Monday, February 11, 2008

concluded

I'm back in KL! I miss my comp.

The trip was short but fruitful. I get to eat like a king. I had my annual dim sum fix. Guess that i won't have it for another year cos I won't take any dim sum in KL. I'm picky. Sigh, I miss those food now.

I can't remember when was it started. I'm not interested in angpao already. The amount was so small to me now. A dim sum breakfast plus meals plus transport plus movies. All of it will be gone just that.

Therefore, my focus has shifted to fellowship. As always. Aunts don't give angpao also fine la. We're actually earning money also. My cell member ask if I will need the angpao to fulfill the building pledge. Yea, I wish! But I don't have a bunch of rich relatives la.

I spent most of my time with primary classmates. The nature of our gang is completely different from the ppl I met in KL. We drink, we teasing each other, cursing is our mother-tongue. ALright, revealed too much. But we are good people. We still remember all the funny things we did. All the illegal things. All the parents-cannot-know things. All the teachers-cannot-know things. So many things to cheers, beers is water. Ahh, we drink every night.

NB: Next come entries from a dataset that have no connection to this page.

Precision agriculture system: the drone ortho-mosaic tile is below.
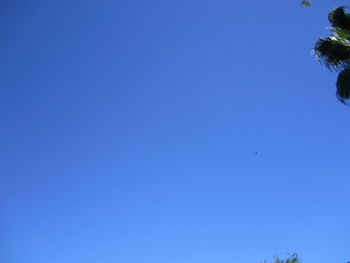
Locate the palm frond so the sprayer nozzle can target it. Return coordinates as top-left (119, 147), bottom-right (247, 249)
top-left (314, 36), bottom-right (350, 71)
top-left (336, 68), bottom-right (350, 106)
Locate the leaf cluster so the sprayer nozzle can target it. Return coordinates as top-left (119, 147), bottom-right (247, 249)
top-left (314, 6), bottom-right (350, 105)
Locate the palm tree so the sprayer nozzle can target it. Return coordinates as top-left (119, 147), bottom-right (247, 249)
top-left (314, 6), bottom-right (350, 105)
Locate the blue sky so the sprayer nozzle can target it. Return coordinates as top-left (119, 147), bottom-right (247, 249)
top-left (0, 0), bottom-right (350, 263)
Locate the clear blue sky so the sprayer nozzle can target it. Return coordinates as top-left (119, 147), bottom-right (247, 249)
top-left (0, 0), bottom-right (350, 263)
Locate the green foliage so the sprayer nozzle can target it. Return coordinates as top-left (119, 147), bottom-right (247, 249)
top-left (314, 36), bottom-right (350, 71)
top-left (264, 253), bottom-right (301, 263)
top-left (314, 6), bottom-right (350, 105)
top-left (336, 68), bottom-right (350, 105)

But I feel there's something different in the way I feel this year. I'll never have enough when I started to work first year. Going back to Ipoh is like a headache sometime. But thank God for the new job. I have sufficient and more. Compare to many friends of my age. I probably considered doing very well. Of cos, I'm fine with people still thinking I have not enough like the old day. Money doesn't change who I am. I found this is true, my integrity is the same in the day I have 50 cents in my hand and the day I have 10k in my bank. I heard many preachers say that, now I truly understand.

Oh ya eun, my chocolate monster doesn't eat chocolate anymore. She eats EVERYTHING.